Adam Bello thought it would kill jobs and push the profits and crime to other counties so Thursday he vetoed the bill that passed with a supermajority.

But the problem of people cutting catalytic converters off of cars and selling them at scrap yards for a huge profit is a huge problem. So News10NBC caught up to the county executive to press him about his veto.

Brean: "Why veto this law regard catalytic converters?"

Bello: "Because the law unfairly harmed local businesses, could potentially cost a lot of jobs here locally. And won’t solve the problem it’s looking to solve."

We’ve investigated the theft and sale of catalytic converters all year.

It happened across the county.

The metals in one converter can fetch up to $3,000.

In September, the County Legislature passed the bill titled "Regulating sale of used catalytic converters."

It increased fines for people caught stealing them, but it also made recycling centers and scrap yards do all kinds of extra paperwork and created delays and it only applied to companies in Monroe County.

Thursday, the county executive vetoed it.

Bello: "All if really did is it’s going to take bad actors and they’re just going to push them to the outlying counties."

At the Sept. 14 meeting when the bill was passed, the head of the scrap recycling industries in western New York pleaded with lawmakers to delay their vote for a month.

Lawrence Schillinger, environmental attorney Institute of Scrap Recycling Industries: "Those jobs are in peril because of this bill. And the reason why is because provisions of the legislation are so onerous it will drive legitimate catalytic converter trade out of the county."

Thursday, Schillinger thanked Bello for the veto and released this statement: "Willful ignorance is no defense for legislative malpractice. The sponsors of this ill-conceived bill refused to meet with the recycling industry. Public policy makers at the very least owe their constituents a commitment to be informed and to consider the impacts of their proposals… Had it been signed into law the legislation would have put hundreds of jobs in Monroe County at risk… This legislation was poorly conceived.
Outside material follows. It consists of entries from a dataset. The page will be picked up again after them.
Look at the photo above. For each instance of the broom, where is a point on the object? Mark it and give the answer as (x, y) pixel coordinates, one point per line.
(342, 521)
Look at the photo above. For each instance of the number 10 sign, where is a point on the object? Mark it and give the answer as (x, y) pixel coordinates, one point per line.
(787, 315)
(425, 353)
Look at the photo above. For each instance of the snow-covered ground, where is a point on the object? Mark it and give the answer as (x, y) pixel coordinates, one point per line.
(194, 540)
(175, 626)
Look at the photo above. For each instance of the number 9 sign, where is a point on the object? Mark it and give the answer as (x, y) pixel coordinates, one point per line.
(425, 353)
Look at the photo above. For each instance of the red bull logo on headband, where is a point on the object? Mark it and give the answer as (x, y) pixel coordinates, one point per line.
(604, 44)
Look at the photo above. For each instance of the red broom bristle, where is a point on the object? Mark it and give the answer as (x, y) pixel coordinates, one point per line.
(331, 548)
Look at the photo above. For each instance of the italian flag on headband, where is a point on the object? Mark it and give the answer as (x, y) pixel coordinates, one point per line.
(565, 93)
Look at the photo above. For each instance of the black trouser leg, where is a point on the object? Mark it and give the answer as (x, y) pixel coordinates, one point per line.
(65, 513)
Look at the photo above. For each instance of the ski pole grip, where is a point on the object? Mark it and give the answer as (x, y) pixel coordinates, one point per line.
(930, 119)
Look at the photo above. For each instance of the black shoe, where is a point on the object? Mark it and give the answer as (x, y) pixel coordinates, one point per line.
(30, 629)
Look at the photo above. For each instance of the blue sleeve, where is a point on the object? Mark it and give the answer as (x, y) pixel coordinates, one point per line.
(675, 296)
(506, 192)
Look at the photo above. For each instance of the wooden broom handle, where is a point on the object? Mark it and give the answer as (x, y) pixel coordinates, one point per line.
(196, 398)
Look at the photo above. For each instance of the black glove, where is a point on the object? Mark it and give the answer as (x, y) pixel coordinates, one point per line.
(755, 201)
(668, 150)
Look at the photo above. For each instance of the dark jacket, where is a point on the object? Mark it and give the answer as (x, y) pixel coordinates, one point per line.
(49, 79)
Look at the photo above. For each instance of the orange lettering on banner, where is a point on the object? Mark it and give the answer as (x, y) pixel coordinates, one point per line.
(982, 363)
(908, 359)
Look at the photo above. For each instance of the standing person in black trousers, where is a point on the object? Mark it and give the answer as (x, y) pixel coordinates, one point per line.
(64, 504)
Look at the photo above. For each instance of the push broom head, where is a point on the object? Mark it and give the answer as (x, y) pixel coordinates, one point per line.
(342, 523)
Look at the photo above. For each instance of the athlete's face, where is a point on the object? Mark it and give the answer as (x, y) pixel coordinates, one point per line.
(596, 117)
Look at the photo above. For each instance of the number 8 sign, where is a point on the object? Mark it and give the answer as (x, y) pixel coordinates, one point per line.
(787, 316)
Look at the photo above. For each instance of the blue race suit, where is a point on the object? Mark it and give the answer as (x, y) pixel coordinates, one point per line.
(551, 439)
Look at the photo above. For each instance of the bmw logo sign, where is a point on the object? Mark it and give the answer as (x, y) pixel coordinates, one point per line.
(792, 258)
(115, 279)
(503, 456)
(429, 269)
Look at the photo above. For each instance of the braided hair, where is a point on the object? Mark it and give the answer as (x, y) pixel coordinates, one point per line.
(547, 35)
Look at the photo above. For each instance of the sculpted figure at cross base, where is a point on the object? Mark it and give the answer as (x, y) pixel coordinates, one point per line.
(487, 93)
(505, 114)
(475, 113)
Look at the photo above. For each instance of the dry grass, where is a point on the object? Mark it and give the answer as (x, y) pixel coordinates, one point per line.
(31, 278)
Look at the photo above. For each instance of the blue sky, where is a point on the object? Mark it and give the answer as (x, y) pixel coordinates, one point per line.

The proposed law would have failed to solve a short-term problem while creating long-term damage to the recycling industry in Monroe County."

A recording of the September legislature meeting shows there was a debate, but in the end, the bill passed 20 to 7.

Brean: "The veto doesn’t solve the problem of catalytic converters getting cut off cars and being sold."

Bello: "No but what the veto does is stops a law that could potentially impact thousands of jobs that isn’t going to solve a problem."

The county executive said this has to be a regional or state law so that it doesn’t harm businesses in Monroe County.

The sponsor of the bill, republican Paul Dondorfer said at the meeting that the state has always balked at doing something about this.

Co-sponsor, republican Karla Boyce said in a statement:

"I am deeply disappointed in County Executive Bello for vetoing legislation that would have curbed the theft and illegal sale of catalytic converters in our community. Removing the incentive for a quick cash profit through mandating scrap yards to wait 14 days before paying for turned in catalytic converters is a common-sense step to stopping these crimes. Supported by scrapyards, law enforcement and a majority of this legislature – County Executive Bello finds himself alone with other local democrats in opposition to this important legislation and his opposition promotes the violation of the law."

It takes 18 votes to override the veto.

Twenty lawmakers voted for the bill last month.